Lessons from a Long Time Ago, in a Galaxy Far Far Away

A long time ago, in a galaxy far, far away, we witnessed the creations of George Lucas’ mind come to our screens. Whether on the big screen, the small screen or on the pages of novels and comics, we saw the Star Wars galaxy grow and mature. While this galaxy was developed from the left-wing perspective of George Lucas, and I am not one of taking political advice from fiction, I thought this would be a fun exercise. What went right in the Star Wars Universe, but more importantly, what went wrong?

For starters, what went right, is the Jedi. This may seem counterintuitive to most– did we not see them unable to stop the Galactic Civil War, become pawns to the Sith and be slaughtered by their men? Yes, but this only occurred in a short period of time– five to ten years in a system which lasted thousands of years. For thousands of years, the Jedi successfully protected peace in the Galaxy.

But what failed? A lot. First, let us take a step back in time and towards our home—America. What is our system based around? A limited executive, the distribution of power, through federalism and independent branches of government. Every single one of these was rejected by the Republic. Take a limited executive. While fairly true in the beginning of the prequel era, this was blown out of the water by the end. By the climax of Attack of the Clones, we see a Supreme Chancellor capable of creating a grand army all by himself. Within a movie, we see a Supreme Chancellor capable of making himself an Emperor and fundamentally changing the Republic.

The Republic also throws federalism out of the window. To see this, let us look to the Clone Wars TV show. In one story (SEASON 3, Episode 11), we see Padme talking about how the war effort was taking away from the Republic funding education and utilities. Imagine Washington DC, being responsible for basic utilities, no; imagine Washington DC being responsible for these basics.

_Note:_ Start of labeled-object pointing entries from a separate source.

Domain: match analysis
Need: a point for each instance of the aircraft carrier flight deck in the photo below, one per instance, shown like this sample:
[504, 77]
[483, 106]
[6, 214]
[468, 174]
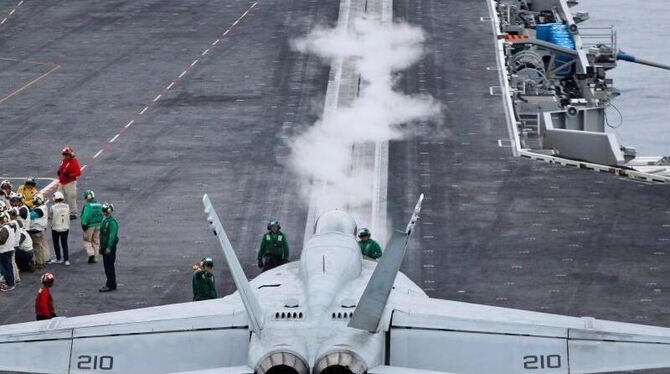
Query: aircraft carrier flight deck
[203, 97]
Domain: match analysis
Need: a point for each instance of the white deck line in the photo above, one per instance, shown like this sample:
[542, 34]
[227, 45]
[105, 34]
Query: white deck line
[330, 106]
[378, 220]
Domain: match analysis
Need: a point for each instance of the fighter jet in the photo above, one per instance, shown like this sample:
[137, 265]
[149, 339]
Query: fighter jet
[330, 312]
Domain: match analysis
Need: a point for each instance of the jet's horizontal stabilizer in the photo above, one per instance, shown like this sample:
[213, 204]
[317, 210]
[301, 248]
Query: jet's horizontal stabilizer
[254, 311]
[370, 309]
[228, 370]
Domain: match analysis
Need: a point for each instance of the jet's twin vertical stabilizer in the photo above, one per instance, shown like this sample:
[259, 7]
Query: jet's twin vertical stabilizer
[254, 311]
[368, 313]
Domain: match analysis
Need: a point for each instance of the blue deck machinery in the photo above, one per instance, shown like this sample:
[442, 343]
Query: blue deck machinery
[556, 72]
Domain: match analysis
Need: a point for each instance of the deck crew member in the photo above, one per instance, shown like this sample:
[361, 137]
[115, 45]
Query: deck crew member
[203, 281]
[91, 218]
[39, 216]
[44, 304]
[369, 247]
[60, 227]
[28, 189]
[68, 172]
[274, 247]
[6, 252]
[109, 238]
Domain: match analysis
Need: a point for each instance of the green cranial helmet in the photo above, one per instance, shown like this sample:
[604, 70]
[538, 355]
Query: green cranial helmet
[38, 199]
[272, 223]
[207, 261]
[107, 207]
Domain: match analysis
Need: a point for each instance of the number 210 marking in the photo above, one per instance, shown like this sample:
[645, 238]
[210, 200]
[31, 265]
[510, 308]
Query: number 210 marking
[542, 362]
[86, 362]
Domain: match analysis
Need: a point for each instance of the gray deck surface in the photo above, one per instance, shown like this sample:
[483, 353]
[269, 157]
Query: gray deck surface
[496, 229]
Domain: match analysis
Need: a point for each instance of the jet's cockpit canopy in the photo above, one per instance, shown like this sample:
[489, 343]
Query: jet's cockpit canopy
[335, 221]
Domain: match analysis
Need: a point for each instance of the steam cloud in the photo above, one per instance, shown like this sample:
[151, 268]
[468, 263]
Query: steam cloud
[379, 113]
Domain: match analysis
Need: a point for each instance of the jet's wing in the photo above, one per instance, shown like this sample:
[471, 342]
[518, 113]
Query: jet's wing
[400, 370]
[229, 370]
[466, 338]
[170, 338]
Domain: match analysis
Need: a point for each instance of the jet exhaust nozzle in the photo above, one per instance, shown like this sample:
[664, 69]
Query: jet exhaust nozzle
[340, 362]
[282, 363]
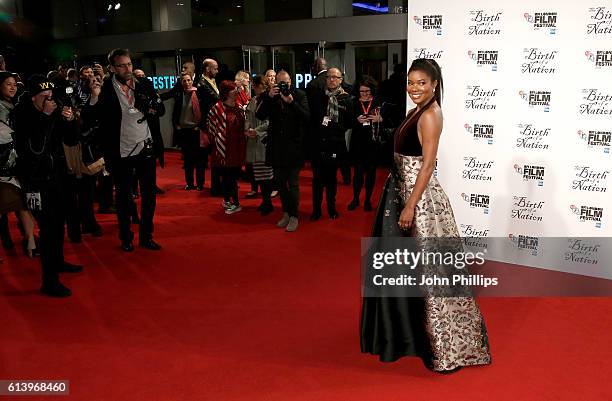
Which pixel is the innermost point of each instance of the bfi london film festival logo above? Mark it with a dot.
(582, 251)
(526, 209)
(539, 99)
(479, 98)
(481, 132)
(593, 214)
(599, 22)
(599, 58)
(484, 23)
(600, 140)
(423, 52)
(543, 21)
(477, 170)
(531, 173)
(532, 137)
(484, 58)
(429, 23)
(537, 61)
(478, 201)
(595, 102)
(589, 179)
(525, 243)
(474, 237)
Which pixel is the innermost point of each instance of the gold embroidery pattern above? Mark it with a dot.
(454, 324)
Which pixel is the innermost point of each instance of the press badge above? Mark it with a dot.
(34, 201)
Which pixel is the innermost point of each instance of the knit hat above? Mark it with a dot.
(38, 83)
(4, 75)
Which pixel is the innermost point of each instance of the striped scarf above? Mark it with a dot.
(217, 128)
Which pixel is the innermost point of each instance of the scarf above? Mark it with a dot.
(332, 103)
(217, 128)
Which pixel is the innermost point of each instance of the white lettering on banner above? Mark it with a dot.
(525, 136)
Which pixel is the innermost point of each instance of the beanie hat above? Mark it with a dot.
(38, 83)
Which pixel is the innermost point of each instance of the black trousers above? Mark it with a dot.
(215, 182)
(324, 178)
(369, 171)
(143, 166)
(266, 191)
(229, 183)
(288, 182)
(194, 157)
(105, 191)
(79, 198)
(50, 220)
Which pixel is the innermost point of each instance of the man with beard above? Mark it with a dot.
(128, 110)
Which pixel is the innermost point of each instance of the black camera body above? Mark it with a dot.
(147, 105)
(284, 88)
(65, 95)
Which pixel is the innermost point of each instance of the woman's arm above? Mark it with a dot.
(429, 127)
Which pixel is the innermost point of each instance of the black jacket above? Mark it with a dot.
(329, 140)
(288, 124)
(208, 97)
(107, 111)
(38, 140)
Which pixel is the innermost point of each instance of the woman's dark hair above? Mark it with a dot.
(430, 67)
(368, 81)
(226, 87)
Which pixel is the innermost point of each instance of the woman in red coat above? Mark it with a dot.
(226, 128)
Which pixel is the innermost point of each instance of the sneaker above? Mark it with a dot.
(233, 209)
(293, 223)
(282, 223)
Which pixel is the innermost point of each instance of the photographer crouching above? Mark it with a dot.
(41, 129)
(128, 110)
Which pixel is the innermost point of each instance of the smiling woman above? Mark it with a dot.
(447, 332)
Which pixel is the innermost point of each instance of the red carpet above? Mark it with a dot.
(234, 308)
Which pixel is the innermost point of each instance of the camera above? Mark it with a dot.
(65, 95)
(146, 105)
(284, 89)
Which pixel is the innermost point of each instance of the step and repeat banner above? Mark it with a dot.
(525, 151)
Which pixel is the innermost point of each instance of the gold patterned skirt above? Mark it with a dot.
(447, 332)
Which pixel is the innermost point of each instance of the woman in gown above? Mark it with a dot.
(448, 332)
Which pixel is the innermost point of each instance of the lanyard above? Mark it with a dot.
(128, 93)
(366, 111)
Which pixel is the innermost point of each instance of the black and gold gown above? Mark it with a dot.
(447, 332)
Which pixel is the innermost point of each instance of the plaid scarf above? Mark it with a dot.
(332, 103)
(217, 128)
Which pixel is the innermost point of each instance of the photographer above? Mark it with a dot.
(80, 186)
(41, 128)
(128, 110)
(331, 116)
(287, 110)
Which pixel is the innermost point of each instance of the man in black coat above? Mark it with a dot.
(208, 95)
(128, 110)
(41, 129)
(288, 114)
(331, 116)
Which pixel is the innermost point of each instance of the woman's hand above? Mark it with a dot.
(406, 217)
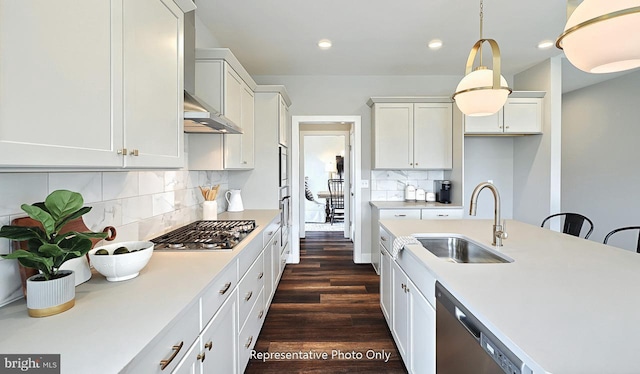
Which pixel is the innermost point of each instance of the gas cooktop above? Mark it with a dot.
(205, 235)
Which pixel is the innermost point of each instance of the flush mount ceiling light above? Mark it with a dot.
(546, 44)
(603, 36)
(435, 44)
(324, 44)
(482, 91)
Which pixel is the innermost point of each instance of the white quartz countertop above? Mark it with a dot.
(412, 205)
(111, 322)
(565, 305)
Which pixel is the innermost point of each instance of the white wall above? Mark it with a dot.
(348, 95)
(600, 153)
(536, 164)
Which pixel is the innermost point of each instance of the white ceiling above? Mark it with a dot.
(379, 37)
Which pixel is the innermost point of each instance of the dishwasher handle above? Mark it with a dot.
(467, 323)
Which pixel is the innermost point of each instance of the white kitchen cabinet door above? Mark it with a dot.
(400, 313)
(60, 92)
(232, 98)
(219, 340)
(153, 83)
(523, 116)
(433, 136)
(239, 148)
(483, 124)
(385, 283)
(519, 116)
(282, 122)
(393, 136)
(422, 331)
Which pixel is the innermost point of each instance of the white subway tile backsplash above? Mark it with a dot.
(5, 244)
(120, 185)
(163, 203)
(175, 180)
(151, 182)
(88, 184)
(101, 215)
(10, 283)
(21, 188)
(137, 208)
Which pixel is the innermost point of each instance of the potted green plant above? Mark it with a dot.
(52, 291)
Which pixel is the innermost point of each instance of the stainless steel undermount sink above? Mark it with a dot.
(461, 250)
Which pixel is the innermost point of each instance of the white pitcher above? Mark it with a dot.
(234, 201)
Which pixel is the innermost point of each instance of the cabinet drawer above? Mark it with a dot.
(270, 231)
(385, 238)
(249, 288)
(248, 256)
(441, 213)
(218, 291)
(249, 335)
(399, 213)
(171, 345)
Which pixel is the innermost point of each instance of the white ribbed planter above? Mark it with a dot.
(46, 298)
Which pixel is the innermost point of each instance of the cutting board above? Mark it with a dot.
(79, 265)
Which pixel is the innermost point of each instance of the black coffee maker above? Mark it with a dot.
(442, 188)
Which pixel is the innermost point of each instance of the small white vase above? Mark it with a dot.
(210, 210)
(46, 298)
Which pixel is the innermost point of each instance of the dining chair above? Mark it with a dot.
(573, 223)
(336, 199)
(637, 228)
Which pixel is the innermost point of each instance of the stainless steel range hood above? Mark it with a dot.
(199, 117)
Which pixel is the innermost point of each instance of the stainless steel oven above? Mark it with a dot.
(284, 175)
(285, 215)
(466, 346)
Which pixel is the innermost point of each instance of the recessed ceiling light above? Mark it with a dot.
(435, 44)
(324, 44)
(546, 44)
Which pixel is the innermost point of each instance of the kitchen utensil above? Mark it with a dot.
(119, 267)
(420, 194)
(410, 193)
(234, 201)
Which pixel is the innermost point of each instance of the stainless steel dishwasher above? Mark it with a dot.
(464, 345)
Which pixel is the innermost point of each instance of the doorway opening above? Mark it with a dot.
(348, 129)
(325, 167)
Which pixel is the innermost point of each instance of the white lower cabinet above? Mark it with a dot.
(385, 282)
(215, 350)
(413, 324)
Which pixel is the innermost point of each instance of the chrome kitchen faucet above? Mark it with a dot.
(499, 229)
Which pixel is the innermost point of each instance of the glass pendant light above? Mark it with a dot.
(603, 36)
(482, 91)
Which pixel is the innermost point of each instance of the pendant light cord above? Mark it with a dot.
(481, 22)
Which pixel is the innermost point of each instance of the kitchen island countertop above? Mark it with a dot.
(112, 322)
(565, 305)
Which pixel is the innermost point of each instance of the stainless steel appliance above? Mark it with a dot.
(284, 176)
(466, 346)
(285, 214)
(205, 235)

Lastly, no American principle is rejected more than independent branches of government. From the start, we see the executive leading the legislative branch like we see in places like Great Britain. While we never see the courts in action on film, we see them on the television show when Anakin Skywalker’s padawn Ashoka Tano, is put on trial when she is framed for the bombing of the Jedi Temple, (Season 5 Episode 20). Again, we see the chief executive leading the court with a jury of Senators, a military prosecutor, and a Senator as the defense counsel. Again, we see a complete corrupting of separations of powers. No wonder Mace Windu thought the courts were too corrupt to convict Palpatine.

While Star Wars is a purely speculative universe, a fanatic one at that, that does not mean we cannot draw morals and lessons. While not absolute, they allow us to see our ideas in action, and in this universe we saw them not in action. We got to see what happens when we do not follow our ideas. We do not need to look towards Star Wars to see these results. Just look to any tin-pot dictator. They all have a common thread; they all reject American ideals of government. On the other hand, whatever liberal democracy, we find, they all share American governing principles to one extent or another.